Anyone who saw England's Six Nations clash with Ireland this year would tell you as much. In fact, I've lost track of the amount of times I've seen the phrase 'rEd cARdS rUiN maTChEs' posted sarcastically on social media whenever a match hasn't actually been destroyed by a card.

Yet, constantly the narrative coming from the Antipodes is that rugby union is being ruined by a spate of cards - with league always being the comparison point. With respect to league, there's a lot of things to admire about the sport but, again leaning on that idea of optics, rugby union should not be looking to the other code in terms of how it deals with head injuries.

If not in actual medical practises, then in attitudes. Union has enough issues on its hands without appearing as blasé as league does - given the recent State of Origin saw a number of concussions. Worse still, they were treated by commentators and pundits as 'scalps' - getting rid of key players through the means of a brain injury.

With around 200 ex-players already having early onset dementia, probable CTE and other neurological injuries - and many more likely to in the future - rugby union doesn't need that nonsense. Yet, in continually pandering to SANZAAR over these different rules, it only serves to push them closer to that mindset when league is right on their doorstep.

World Rugby will likely argue that they're continuing to collect data through these trials, but it just seems like widening the gulf between the attitudes in the two hemispheres. Will any data collected really result in the 20-minute red card being implemented worldwide?

It seems unlikely. If World Rugby have already rejected it once, then it feels more like a campaign than a trial at this point.

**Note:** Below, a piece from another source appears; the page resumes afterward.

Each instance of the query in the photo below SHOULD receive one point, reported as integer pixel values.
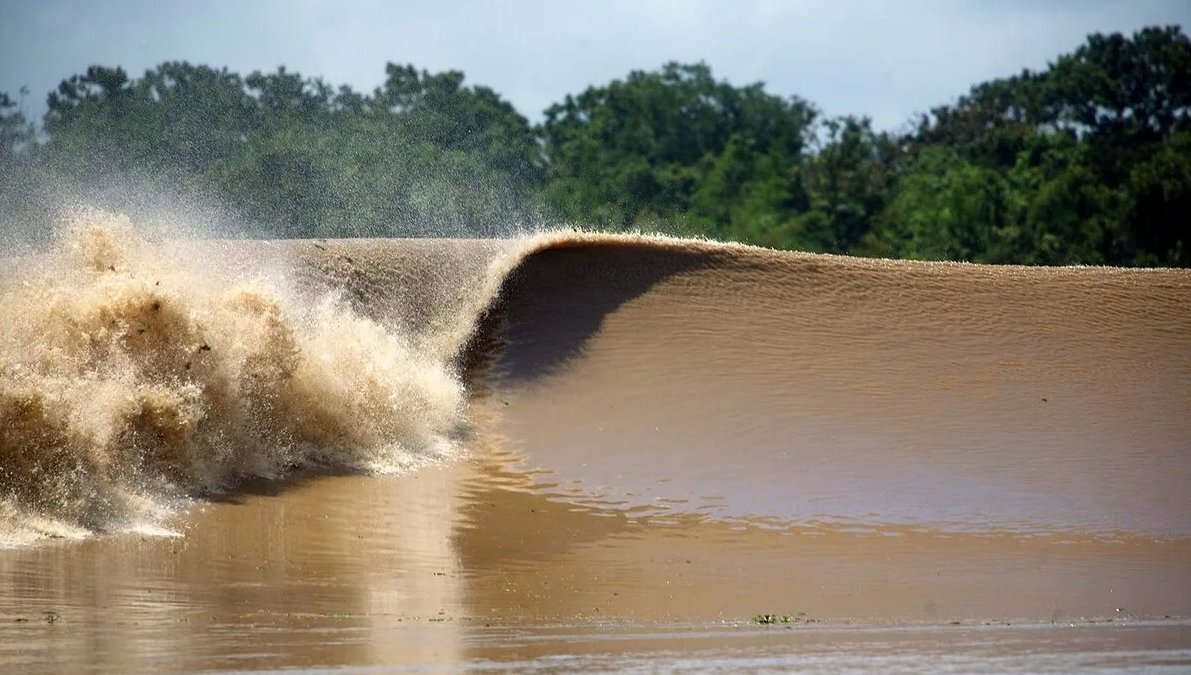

So why are they persisting with it when there's seemingly little chance it won't be used at the World Cup next year? SANZAAR complain about a World Cup final being decided by a red card but that seems more likely to happen when you spend the years beforehand playing with your own set of rules like the kid who brought his own ball to the playground.

Rather than embracing the laws everyone else is playing and learning to work to them, they're playing their own game - one based on spectacle, dictated by broadcasters and the mindset that only 15v15 works. The longer that continues, the bigger the disconnect grows and the louder the calls for more change become.

What closes that disconnect, who knows? Everyone playing under the same laws would be a start.

Until then, we'll continue to get more weeks like this. Legal action in one part of the world, tone deaf crusades in another.

The 'optics' of it all, for a sport desperate for any sort of good image right now, aren't great.